Pas besoin d’arpenter les différentes contrées du Sénégal, Khalifa Ababacar Sall semble faire l’unanimité, il est apprécié pour son « calme », « sa politesse », « son esprit d’ouverture » et sa « capacité de dépassement » entre autres. Et pourtant, depuis que sa formation politique Taxawu Sénégal a répondu à l’appel au dialogue national, certains le traitent de « traitre ». Une qualification somme toute paradoxale, sourit un membre de son entourage qui demeure persuader « même la constance attise parfois les jalousies ». Que faire, se demande-t-il, avant de servir lui-même la réponse : « continuer et demeurer constant ».
Malgré les nombreux procès d’intentions dont il est victime, Khalifa Sall s’interdit de juger les autres et accepte volontiers, à la fois leur choix et orientations politiques. Ce qu’ils semblent, lui refuser en retour. « Il ne juge personne et se montre ouvert envers tous. Ces ombres furtives qui viennent à la nuit tombée, prendre conseil, redescendent tête baissée, pour ensuite aller l’attaquer, quelques jours plus tard, dans les médias. Ceux qui ne savent plus où donner de la tête, perdus dans les dédales de la réalité politique. Et tous ceux qu’on pourrait qualifier d’immatures, chacun a une place dans le cœur de Khalifa », confie un de ses collaborateurs.

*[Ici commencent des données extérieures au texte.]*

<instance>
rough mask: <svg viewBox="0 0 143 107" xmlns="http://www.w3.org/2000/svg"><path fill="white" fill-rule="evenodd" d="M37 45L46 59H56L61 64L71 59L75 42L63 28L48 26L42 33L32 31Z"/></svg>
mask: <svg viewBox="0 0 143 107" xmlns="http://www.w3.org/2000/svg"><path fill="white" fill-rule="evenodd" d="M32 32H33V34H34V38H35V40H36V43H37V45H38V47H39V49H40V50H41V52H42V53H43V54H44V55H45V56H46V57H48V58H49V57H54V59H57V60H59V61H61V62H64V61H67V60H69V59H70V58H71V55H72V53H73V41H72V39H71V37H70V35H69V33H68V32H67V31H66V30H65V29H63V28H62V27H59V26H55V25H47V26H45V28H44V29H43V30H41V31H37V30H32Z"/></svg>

En résumé, Khalifa Sall passe pour une sorte de mur de lamentations où on vient se confier quand tout va mal, pour ensuite se permettre de l’attaqueur, car sachant parfaitement qu’il ne vous en voudra pas. Faiblesse ? Non, confesse, son collaborateur qui parle plutôt de force. « Quelqu’un qui aspire à diriger doit savoir comprendre, tout le monde, en ayant toujours cette capacité de discernement et non de jugement », relève-t-il.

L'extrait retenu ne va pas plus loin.